Here are some of the advances in 3D production that will be important to watch for at the National Association of Broadcasters show April 9–14 in Las Vegas, and throughout 2011:
Small and better
Stereoscopic camera rigs, which require two cameras and were notoriously bulky, have become dramatically smaller over the last year. ESPN’s first 3D camera rig for use along the sidelines of football games weighed 45 pounds, notes Phil Orlins, coordinating producer at ESPN, but the network has since reduced the rig (which now features two Sony Exmor cameras in a sideby- side configuration) to just under 20 pounds.

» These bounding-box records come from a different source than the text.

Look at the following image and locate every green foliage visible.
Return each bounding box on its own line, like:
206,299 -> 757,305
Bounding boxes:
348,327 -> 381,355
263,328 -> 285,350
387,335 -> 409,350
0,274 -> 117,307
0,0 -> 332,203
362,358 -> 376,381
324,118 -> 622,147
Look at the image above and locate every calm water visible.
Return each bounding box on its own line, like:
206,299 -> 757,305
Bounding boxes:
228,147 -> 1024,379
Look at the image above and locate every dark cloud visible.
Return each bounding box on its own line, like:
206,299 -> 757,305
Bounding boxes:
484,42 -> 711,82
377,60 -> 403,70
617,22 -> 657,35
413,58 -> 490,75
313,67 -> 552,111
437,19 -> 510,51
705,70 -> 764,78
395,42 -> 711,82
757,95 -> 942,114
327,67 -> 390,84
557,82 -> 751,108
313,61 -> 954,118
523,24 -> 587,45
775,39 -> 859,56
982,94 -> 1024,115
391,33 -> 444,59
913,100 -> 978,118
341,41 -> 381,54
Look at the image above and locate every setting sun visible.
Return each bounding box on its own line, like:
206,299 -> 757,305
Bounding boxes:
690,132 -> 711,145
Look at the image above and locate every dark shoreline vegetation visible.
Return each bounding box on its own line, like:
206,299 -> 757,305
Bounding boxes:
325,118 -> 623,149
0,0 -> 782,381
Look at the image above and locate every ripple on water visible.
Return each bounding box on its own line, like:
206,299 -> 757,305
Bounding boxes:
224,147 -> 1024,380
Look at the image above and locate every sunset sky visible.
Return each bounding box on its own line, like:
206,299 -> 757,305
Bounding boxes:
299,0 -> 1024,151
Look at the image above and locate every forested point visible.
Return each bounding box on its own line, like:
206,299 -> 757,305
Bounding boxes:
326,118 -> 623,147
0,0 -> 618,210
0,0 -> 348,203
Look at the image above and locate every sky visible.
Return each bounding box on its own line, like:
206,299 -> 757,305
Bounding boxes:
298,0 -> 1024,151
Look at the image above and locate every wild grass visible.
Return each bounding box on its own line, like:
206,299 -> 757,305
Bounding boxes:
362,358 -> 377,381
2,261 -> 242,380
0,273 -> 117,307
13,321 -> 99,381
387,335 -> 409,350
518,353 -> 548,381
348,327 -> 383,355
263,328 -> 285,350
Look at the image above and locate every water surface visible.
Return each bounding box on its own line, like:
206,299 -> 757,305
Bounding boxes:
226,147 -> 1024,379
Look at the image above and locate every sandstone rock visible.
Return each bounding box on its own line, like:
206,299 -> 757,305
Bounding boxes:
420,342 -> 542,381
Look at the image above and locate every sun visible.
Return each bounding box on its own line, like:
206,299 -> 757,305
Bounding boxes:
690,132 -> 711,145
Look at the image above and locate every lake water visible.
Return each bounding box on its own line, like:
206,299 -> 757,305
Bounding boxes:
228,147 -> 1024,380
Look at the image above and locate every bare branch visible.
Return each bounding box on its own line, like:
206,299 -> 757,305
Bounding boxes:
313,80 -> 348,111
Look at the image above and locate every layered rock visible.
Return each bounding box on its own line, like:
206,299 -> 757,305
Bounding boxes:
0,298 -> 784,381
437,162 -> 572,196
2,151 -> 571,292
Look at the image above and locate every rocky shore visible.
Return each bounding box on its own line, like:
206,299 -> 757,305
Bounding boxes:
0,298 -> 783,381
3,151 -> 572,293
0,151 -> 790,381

Sony has introduced its HDCP1 camera with smaller Fujinon lenses, which is much lighter than the HDC-1500s previously used in many 3D rigs, says Rob Willox, director of 3D business development at Sony Electronics. That lighter weight allowed Sony to use steady cams for last month’s Sony Open telecast on the Golf Channel.
3D Consumer Gear
Technological advances in small 3D consumer camcorders and still cameras will also be important for professional gear. During the Sony Open, a $1,499 Sony consumer camcorder was attached to about $80,000 worth of professional equipment and successfully used as a POV camera on a tower, notes Willox.
Automation and Graphics
3ality Digital is working on automating some production processes for measuring convergence and will be showing that technology at NAB, reports CEO Steve Schklair.
3ality will also be introducing tools that will allow graphics to automatically be placed at the proper depth in stereoscopic images.